Strain hardening effect in austenite ferrite dual-phase steel subjected to tensile deformation

Abstract

Duplex stainless steel (DSS) with an austenite-ferrite duplex microstructure offers high strength and toughness, excellent resistance to intergranular and chloride corrosion, and good weldability. The strain hardening behavior of austenite and ferrite phases in duplex stainless steel, when subjected to a tensile stress condition, is studied in the current work. Specimens were prepared from test blocks soaked at a temperature of 1160˚ C followed by furnace cooling to 1060 ˚C and water quenching. Heat-treated samples were deformed for varied percentage elongations.

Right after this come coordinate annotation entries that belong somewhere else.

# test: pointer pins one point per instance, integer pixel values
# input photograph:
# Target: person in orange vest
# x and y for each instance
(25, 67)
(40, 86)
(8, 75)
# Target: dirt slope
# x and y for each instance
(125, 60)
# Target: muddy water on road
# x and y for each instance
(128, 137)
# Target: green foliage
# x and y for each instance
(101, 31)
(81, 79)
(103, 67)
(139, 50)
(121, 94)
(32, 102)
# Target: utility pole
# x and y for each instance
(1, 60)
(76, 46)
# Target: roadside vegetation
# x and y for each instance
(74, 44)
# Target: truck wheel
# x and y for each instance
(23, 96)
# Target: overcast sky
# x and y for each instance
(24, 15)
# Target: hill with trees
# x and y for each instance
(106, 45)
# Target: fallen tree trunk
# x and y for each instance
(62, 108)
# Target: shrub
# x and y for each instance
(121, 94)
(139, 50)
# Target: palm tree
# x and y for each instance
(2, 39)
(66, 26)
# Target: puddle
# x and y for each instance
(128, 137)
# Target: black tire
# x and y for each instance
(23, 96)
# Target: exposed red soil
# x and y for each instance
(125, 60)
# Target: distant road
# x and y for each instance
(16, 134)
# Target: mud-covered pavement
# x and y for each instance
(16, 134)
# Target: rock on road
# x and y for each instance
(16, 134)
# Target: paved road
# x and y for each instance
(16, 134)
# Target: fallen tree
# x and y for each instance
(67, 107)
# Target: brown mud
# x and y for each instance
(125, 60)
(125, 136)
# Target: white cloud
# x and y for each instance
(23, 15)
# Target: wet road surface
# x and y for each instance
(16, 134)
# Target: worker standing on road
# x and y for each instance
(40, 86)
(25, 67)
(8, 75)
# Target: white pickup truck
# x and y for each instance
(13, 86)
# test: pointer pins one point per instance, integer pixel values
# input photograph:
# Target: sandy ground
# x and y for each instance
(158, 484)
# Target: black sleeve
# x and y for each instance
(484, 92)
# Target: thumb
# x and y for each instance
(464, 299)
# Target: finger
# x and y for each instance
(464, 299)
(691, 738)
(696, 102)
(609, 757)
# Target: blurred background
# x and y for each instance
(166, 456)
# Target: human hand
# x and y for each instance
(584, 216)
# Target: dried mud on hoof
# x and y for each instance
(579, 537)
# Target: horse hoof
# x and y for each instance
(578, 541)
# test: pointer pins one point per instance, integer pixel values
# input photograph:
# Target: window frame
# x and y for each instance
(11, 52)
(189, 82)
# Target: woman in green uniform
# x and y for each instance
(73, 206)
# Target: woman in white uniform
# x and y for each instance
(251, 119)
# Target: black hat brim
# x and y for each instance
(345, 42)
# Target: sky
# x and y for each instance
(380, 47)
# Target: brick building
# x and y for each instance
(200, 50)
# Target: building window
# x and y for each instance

Microstructural analysis using optical microscopy revealed the deformations in austenite and ferrite phases. The concentrations of component alloying elements were determined using Energy Dispersive X-Ray Analysis (EDX) and area-scan techniques. At each level of percentage deformations, as well as on the fractured sample, microhardness measurements were taken on both austenite and ferrite phases. The hardness values of both austenite and ferrite phases were observed to rise continuously with an increase in deformation. The rise in hardness value of the ferrite phase was found to be significantly higher than the rise of hardness in the austenite phase, proving that the ferrite phase has a higher work hardening with deformation.